Results from a study which evaluated changes in corrected serum calcium levels when switching patients from cinacalcet to Parsabiv showed that treatment with Parsabiv, at a starting dose of 5 mg, could be safely initiated after a 7-day discontinuation of cinacalcet, provided that the corrected serum calcium was ≥ 8.3 mg/dL (2.08 mmol/L).

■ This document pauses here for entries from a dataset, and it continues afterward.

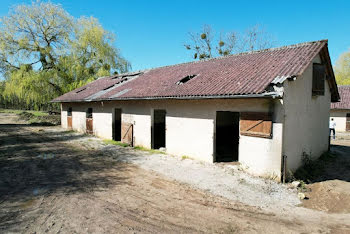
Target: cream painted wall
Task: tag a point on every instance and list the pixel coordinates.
(340, 119)
(64, 122)
(306, 126)
(190, 127)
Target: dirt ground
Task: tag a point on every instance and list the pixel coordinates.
(331, 191)
(49, 184)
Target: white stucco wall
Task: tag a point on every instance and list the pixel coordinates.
(306, 126)
(190, 126)
(339, 117)
(64, 122)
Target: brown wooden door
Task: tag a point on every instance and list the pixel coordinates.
(128, 133)
(89, 126)
(69, 121)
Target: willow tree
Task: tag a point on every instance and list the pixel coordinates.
(342, 69)
(45, 52)
(208, 44)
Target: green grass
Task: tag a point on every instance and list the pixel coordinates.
(111, 142)
(35, 113)
(152, 151)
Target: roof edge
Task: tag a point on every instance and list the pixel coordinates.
(243, 96)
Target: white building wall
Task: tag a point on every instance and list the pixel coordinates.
(190, 127)
(306, 127)
(64, 114)
(339, 117)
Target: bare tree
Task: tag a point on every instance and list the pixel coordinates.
(205, 44)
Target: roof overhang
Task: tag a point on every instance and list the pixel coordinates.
(272, 95)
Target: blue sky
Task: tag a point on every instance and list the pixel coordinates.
(152, 33)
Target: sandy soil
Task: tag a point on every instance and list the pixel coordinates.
(49, 183)
(331, 191)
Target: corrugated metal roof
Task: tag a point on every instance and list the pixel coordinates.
(240, 74)
(344, 92)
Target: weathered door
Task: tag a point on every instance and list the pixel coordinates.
(89, 126)
(158, 129)
(69, 118)
(69, 121)
(127, 133)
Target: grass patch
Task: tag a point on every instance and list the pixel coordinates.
(152, 151)
(112, 142)
(312, 169)
(35, 113)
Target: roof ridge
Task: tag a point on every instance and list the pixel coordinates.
(234, 55)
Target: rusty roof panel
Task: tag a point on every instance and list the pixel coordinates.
(240, 74)
(344, 103)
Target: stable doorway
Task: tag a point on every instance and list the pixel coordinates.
(117, 127)
(69, 118)
(227, 136)
(158, 129)
(89, 121)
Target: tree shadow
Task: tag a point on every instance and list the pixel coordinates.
(334, 165)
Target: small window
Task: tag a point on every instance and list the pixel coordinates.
(318, 79)
(257, 124)
(69, 111)
(89, 113)
(185, 79)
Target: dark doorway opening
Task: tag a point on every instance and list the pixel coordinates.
(69, 118)
(227, 136)
(158, 129)
(117, 130)
(89, 121)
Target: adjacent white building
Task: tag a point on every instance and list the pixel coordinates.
(264, 109)
(340, 111)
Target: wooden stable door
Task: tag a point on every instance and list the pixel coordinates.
(69, 121)
(89, 126)
(127, 133)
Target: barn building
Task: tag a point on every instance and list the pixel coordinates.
(340, 111)
(263, 109)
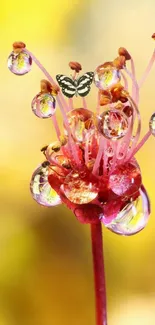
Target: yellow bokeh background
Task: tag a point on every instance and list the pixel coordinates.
(45, 254)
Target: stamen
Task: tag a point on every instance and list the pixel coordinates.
(147, 71)
(141, 143)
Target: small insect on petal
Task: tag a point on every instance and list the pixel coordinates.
(153, 36)
(45, 86)
(124, 52)
(18, 46)
(119, 62)
(75, 66)
(55, 90)
(43, 149)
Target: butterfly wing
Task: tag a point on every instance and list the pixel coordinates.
(67, 85)
(84, 82)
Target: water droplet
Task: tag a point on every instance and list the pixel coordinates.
(106, 77)
(133, 217)
(125, 179)
(19, 63)
(113, 124)
(128, 111)
(152, 124)
(109, 151)
(88, 213)
(43, 105)
(79, 191)
(41, 190)
(80, 121)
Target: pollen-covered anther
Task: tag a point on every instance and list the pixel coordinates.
(105, 97)
(123, 52)
(75, 66)
(18, 46)
(153, 36)
(45, 86)
(117, 92)
(63, 139)
(119, 62)
(55, 89)
(107, 64)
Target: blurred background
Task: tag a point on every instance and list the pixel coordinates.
(45, 254)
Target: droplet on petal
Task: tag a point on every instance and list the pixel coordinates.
(113, 124)
(40, 188)
(152, 124)
(43, 105)
(80, 121)
(125, 179)
(79, 190)
(109, 151)
(133, 217)
(19, 63)
(106, 77)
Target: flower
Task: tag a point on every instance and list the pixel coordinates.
(92, 168)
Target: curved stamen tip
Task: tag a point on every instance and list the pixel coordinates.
(18, 45)
(75, 66)
(153, 36)
(123, 52)
(45, 86)
(119, 62)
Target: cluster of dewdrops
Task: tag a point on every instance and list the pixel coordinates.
(94, 138)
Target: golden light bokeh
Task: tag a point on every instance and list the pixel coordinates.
(45, 254)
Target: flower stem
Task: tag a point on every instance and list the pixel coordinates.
(99, 274)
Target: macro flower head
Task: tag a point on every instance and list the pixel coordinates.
(92, 168)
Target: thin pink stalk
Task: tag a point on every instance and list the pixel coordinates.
(135, 88)
(84, 103)
(57, 129)
(125, 80)
(137, 134)
(99, 155)
(62, 104)
(48, 76)
(70, 102)
(141, 143)
(98, 103)
(146, 73)
(99, 274)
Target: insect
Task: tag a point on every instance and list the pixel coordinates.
(71, 87)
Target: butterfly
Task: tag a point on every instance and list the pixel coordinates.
(71, 87)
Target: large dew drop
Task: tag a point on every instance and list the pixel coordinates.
(106, 77)
(80, 121)
(133, 217)
(19, 63)
(113, 124)
(43, 105)
(125, 179)
(79, 190)
(41, 190)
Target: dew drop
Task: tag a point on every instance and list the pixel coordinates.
(80, 121)
(40, 188)
(19, 63)
(113, 124)
(133, 217)
(125, 179)
(79, 190)
(106, 77)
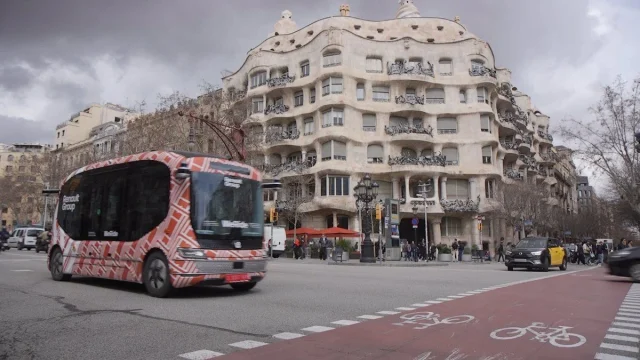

Open-label extension study
A 52-week, single arm extension study to the placebo-controlled and “switch” studies described above was conducted to characterise the long term safety and efficacy of Parsabiv in 891 SHPT patients with CKD on haemodialysis. All subjects received Parsabiv at a starting dose of 5 mg 3 times a week. The dose of Parsabiv could be titrated at weeks 5, 9, 17, 25, 33, 41, and 49 to a maximum dose of 15 mg to achieve target PTH levels ≤ 300 pg/mL while maintaining serum cCa concentrations.
At the end of 52 weeks, Parsabiv was not associated with any new safety findings and demonstrated maintenance of treatment effect as evidenced by a decrease in pre-dialysis PTH by > 30% from baseline in 2/3
rd
of patients. In addition, Parsabiv decreased pre-dialysis PTH to ≤ 300 pg/mL in more than 50% of patients and decreased mean PTH, cCa, cCa × P, and phosphate from baseline.
Paediatric population
The European Medicines Agency has deferred the obligation to submit the results of studies with Parsabiv in one or more subsets of the paediatric population in the treatment of hyperparathyroidism (see section 4.2 for information on paediatric use).
⚠️ Warnings
For single use only.
Any unused medicinal product or waste material should be disposed of in accordance with local requirements.